In ```torch.einsum('input1_labels,input2_labels->output_labels', tensor1, tensor2)```:
* The first part of the string (before the `->`) contains labels that correspond positionally to the dimensions of each input tensor, separated by commas.
* The second part (after the `->`) tells how the result should look.
* Labels with the same letter mean the corresponding dimensions will be multiplied and summed over.

In [32]:
# in the notation (first arg.) - c: channels (img_t[0]), h: height (img_t[1]), w: width (img_t[2]), c: weights (weights[0]) | the output will drop the c dimension, by summing over it. 
img_gray_weighted_einsum = torch.einsum('chw,c->hw', img_t, weights)
img_gray_weighted_einsum

tensor([[0.5919, 0.5956, 0.1909, 0.2020, 0.5171],
        [0.2691, 0.5598, 0.3901, 0.1551, 0.6425],
        [0.3564, 0.6400, 0.7849, 0.8288, 0.7671],
        [0.5069, 0.2621, 0.5321, 0.4827, 0.5325],
        [0.2305, 0.6939, 0.4019, 0.9551, 0.5393]])

So, in ``torch.einsum('chw,c->hw', img_t, weights)`` we are saying:
* `chw` applies to `img_t` → shape: `(3, 5, 5)`
* `c` applies to `weights` → shape: `(3,)`
* `->hw` says: output should have dimensions `h` and `w`, meaning **sum over** `c`.

More on `einsum` can be found [here](https://rockt.ai/2018/04/30/einsum).

There's a lot of bookkeeping involved in this, being error-prone, specially if the locations where tensors are created and manipulated are far apart in the code. To address this, PyTorch 1.3 added **named tensors** as an experimental feature, by giving factory functions such as `tensor` and `rand` a `names` argument:

In [33]:
weights_named = torch.tensor([0.2126, 0.7152, 0.0722], names=['channels'])
weights_named

  weights_named = torch.tensor([0.2126, 0.7152, 0.0722], names=['channels'])

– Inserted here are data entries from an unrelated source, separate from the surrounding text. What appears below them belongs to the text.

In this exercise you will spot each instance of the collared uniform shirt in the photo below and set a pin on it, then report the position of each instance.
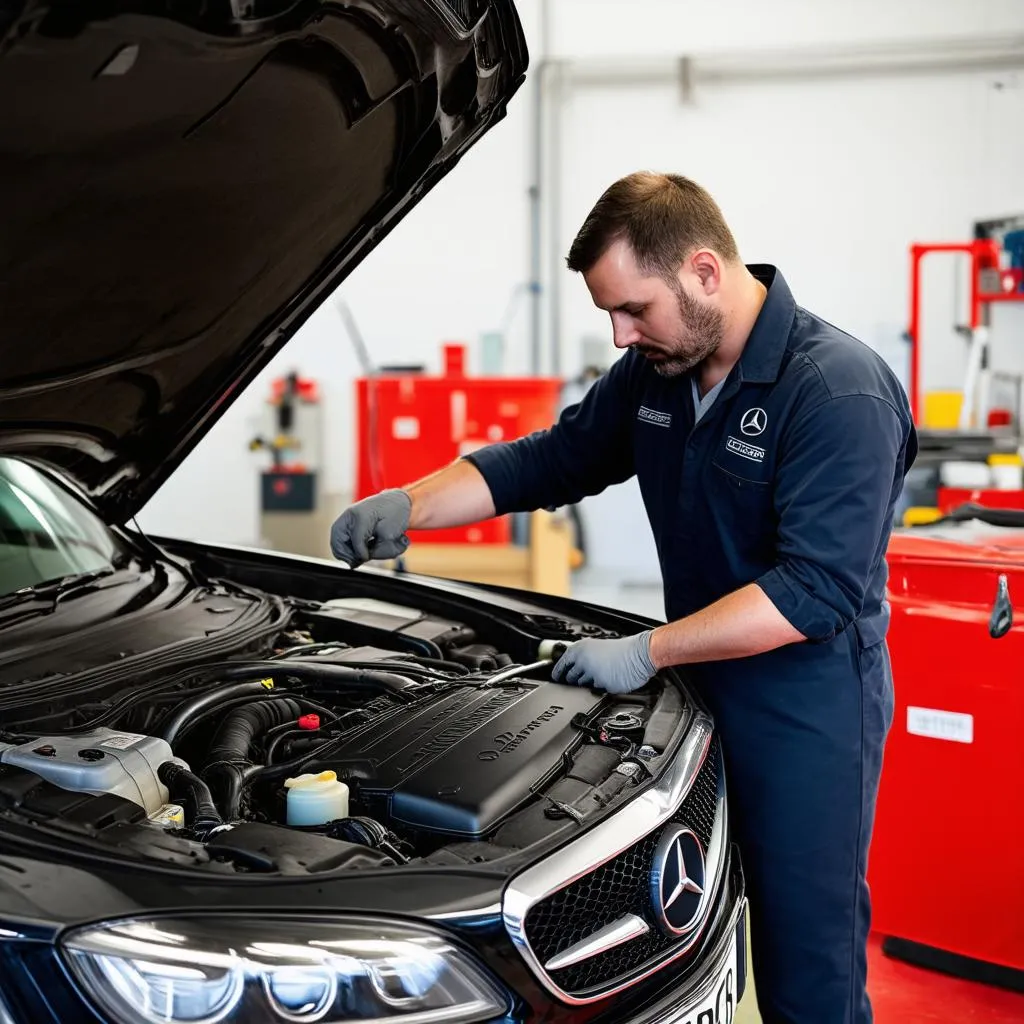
(788, 479)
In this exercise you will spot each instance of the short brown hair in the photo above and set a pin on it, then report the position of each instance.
(662, 216)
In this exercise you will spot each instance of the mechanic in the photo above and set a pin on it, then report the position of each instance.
(770, 449)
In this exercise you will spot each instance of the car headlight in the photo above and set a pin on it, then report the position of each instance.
(241, 969)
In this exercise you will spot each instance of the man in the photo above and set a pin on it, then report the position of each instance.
(770, 449)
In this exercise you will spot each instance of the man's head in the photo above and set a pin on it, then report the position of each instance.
(656, 253)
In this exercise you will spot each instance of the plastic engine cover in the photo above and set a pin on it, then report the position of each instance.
(99, 762)
(461, 764)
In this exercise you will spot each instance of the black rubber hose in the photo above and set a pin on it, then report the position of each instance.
(187, 788)
(238, 732)
(293, 668)
(192, 708)
(281, 737)
(228, 763)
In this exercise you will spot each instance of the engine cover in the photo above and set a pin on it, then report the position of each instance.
(460, 764)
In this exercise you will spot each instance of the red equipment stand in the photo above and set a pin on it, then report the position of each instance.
(945, 867)
(411, 424)
(984, 255)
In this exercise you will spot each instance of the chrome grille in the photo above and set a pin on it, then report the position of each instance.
(622, 886)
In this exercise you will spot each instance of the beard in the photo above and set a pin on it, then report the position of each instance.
(700, 330)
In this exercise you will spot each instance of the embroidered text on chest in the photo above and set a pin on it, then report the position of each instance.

tensor([0.2126, 0.7152, 0.0722], names=('channels',))

In [35]:
img_named = img_t.refine_names(..., 'channels', 'rows', 'columns')
weights_named_aligned = weights_named.align_as(img_named)
print(img_named)
print(weights_named_aligned)

tensor([[[0.5323, 0.3062, 0.4296, 0.5832, 0.7785],
         [0.9456, 0.3301, 0.3890, 0.3865, 0.4743],
         [0.1099, 0.7306, 0.3771, 0.8148, 0.8417],
         [0.0143, 0.9922, 0.7060, 0.4197, 0.2523],
         [0.0888, 0.8428, 0.1962, 0.9237, 0.9444]],

        [[0.6308, 0.7288, 0.0802, 0.0920, 0.4818],
         [0.0716, 0.6737, 0.4062, 0.0832, 0.7225],
         [0.4502, 0.6662, 0.9211, 0.9130, 0.7539],
         [0.6602, 0.0678, 0.4497, 0.5164, 0.6099],
         [0.2338, 0.6252, 0.4737, 0.9767, 0.3831]],

        [[0.3814, 0.1284, 0.5853, 0.1698, 0.0966],
         [0.2337, 0.1087, 0.2341, 0.1857, 0.3446],
         [0.1534, 0.1133, 0.6370, 0.0355, 0.6777],
         [0.4399, 0.0371, 0.8363, 0.3337, 0.5920],
         [0.6145, 0.9361, 0.2971, 0.8338, 0.8945]]],
       names=('channels', 'rows', 'columns'))
tensor([[[0.2126]],

        [[0.7152]],

        [[0.0722]]], names=('channels', 'rows', 'columns'))


If we try to combine dimensions with different names, we get an error:

In [37]:
gray_named = (img_named[2]*weights_named).sum('channels')

RuntimeError: Error when attempting to broadcast dims ['rows', 'columns'] and dims ['channels']: dim 'columns' and dim 'channels' are at the same position from the right but do not match.

Outside functions that operate on named tensors we need to drop the names by renaming them to `None`.